Un intenso griterío, un barullo ensordecedor. Tapé mis oídos cuando los disparos salieron, trastabillé en el lugar y me arrinconé más en mi misma, encogiéndome en el suelo, apretando mis ojos para no ver el momento de mi lamentable muerte.
Poco a poco los disparos cesaban, los gritos seguían..., y al final, tras unos segundos, tan solo se oyeron las risas de los vencedores.
—¡Pensé que eran más! —soltó Paris en una carcajada—, ¡qué desgracia! —añadió un poco más decepcionado.

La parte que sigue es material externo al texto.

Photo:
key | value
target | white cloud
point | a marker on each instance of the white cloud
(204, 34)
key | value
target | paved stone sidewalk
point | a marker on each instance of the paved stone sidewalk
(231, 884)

Me arrastré por el suelo para ver con mis propios ojos lo sucedido. Mi cuerpo estaba tan muerto de miedo que ni ponerme de pie podía.
Logré llegar hasta las escaleras, y lo que vi terminó por espantarme. Paris, Dalila, la mujer morena, Bran, Morgan y Frank... todos ellos estaban vivos, todos ellos habían trozado en pedazos, en cuestión de segundos, a los intrusos.
Pintados de rojo, con sonrisas relajadas, lamiéndose los dedos...
A pesar que sus contrincantes tenían armas de fuego, ellos los habían asesinado a todos. ¡Los habían asesinado! Habían usado los cuchillos de mi cocina para clavarlos sin piedad en la carne de esas personas que... ¿quiénes eran? ¿Qué querían? ¿Qué venían a buscar a mi hogar? A Paris o a Dalila no les importaban las respuestas, solo matar.
El pavor consumió mi habla, me vi frente al enemigo.
Seguía yo.
—¡Conejita! —rió Paris, al verme arrastrada por los suelos, en completo shock—. ¿Qué te sucede?
—Está claro —dijo Dalila—. No tiene una pizca de idea del trabajo de su padre. Nunca tuvo idea de nada.
Era verdad, Dalila lo sabía. Mi rostro hablaba por sí solo: no me acercaba ni un poco a la verdad.